But then, there is little reason to believe that then Senator Kennedy would object to a town council opening a meeting with a prayer, when Congress had been doing it pretty much from inception. Or that posting the Ten Commandments in a courthouse would so violate this concept of separation when it is part of the building that houses the Supreme Court. Or that a prayer at a high school football game is contrary to the principle, when Washington and Madison declared days of prayer and thanksgiving when President. Or that it should be impermissible to let a church meet in a public school building when the author of the storied phrase himself attended Sunday worship services on a regular basis in the US Capitol with members of Congress during his Presidency.

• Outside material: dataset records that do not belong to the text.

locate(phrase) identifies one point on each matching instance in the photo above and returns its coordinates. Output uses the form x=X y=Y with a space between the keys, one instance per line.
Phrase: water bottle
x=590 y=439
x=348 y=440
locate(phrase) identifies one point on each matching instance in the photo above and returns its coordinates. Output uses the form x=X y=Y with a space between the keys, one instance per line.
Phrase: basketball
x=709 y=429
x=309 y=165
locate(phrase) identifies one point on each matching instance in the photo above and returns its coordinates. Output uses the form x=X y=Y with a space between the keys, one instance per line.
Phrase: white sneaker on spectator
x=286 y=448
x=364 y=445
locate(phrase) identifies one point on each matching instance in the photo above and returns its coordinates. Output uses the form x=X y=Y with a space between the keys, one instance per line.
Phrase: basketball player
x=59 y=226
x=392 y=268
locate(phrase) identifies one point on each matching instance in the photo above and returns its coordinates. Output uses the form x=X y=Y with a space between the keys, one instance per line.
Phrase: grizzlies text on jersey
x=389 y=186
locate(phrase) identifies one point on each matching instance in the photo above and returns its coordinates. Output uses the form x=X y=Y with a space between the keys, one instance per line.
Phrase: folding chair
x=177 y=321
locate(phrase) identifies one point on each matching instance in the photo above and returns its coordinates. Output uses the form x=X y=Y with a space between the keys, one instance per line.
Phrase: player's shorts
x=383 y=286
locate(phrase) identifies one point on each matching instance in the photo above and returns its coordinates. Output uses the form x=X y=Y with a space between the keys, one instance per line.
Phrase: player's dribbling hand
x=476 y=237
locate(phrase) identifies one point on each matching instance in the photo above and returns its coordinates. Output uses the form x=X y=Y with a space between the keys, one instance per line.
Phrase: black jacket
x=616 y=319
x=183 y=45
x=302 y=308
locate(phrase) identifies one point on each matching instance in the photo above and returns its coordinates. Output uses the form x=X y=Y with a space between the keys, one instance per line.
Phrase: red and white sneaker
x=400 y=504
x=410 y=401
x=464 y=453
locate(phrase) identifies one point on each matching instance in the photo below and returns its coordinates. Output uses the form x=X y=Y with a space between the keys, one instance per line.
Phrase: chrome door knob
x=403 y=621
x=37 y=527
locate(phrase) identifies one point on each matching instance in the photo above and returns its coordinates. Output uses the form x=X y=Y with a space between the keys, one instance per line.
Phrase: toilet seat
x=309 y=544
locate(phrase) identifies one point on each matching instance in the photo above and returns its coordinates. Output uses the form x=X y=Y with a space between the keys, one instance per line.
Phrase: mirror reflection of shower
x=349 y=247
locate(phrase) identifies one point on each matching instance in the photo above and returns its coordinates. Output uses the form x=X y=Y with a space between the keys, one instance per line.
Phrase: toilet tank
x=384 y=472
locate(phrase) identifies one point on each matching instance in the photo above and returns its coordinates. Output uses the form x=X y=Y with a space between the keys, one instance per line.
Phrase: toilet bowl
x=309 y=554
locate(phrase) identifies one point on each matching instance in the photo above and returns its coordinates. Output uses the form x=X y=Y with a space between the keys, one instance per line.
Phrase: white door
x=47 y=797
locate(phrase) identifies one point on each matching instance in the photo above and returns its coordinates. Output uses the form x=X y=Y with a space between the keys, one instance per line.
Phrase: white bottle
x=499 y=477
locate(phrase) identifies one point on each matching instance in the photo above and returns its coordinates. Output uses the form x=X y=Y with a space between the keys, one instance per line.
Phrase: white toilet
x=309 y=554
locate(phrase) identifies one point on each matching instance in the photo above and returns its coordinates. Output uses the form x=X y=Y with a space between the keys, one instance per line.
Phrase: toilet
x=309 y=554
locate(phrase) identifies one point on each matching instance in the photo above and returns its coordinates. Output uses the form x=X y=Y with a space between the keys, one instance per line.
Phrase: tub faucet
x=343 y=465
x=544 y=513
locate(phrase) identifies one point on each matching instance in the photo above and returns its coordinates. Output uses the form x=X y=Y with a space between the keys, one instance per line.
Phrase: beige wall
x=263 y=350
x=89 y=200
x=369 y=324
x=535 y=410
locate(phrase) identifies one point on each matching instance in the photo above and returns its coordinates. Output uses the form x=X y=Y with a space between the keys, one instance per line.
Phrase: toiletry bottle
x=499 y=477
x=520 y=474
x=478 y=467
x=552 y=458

The fact is that Senator Santorum was correct. The application of this “wall of separation between church and state” has far advanced any discernible original meaning, and now is a means to delegitimize an entire viewpoint by people who fail to understand that excluding and marginalizing it from the national dialogue has not resulted in a healthier society, but one in which we enjoy fewer freedoms than our parents and grandparents, because of the attempt to replace the restraint and prudence that too many today eschew for instant gratification and selfish pursuits. It is a world where people who can ill-afford them will riot over new tennis shoes, and violence and hypersexualized predators stalk our children wherever they can be found.
Santorum’s crime is not that he tries to “impose” his views on anyone. It is that he tries to reinject a voice that itching ears do not want to heed and consider. I’m sure I could find legitimate reasons for not liking him, and I much prefer that idea than disliking him for being right without understanding that I’m being fed a line by a media that has its own story to tell, and hopes that I’ll be too lazy to suss out the truth.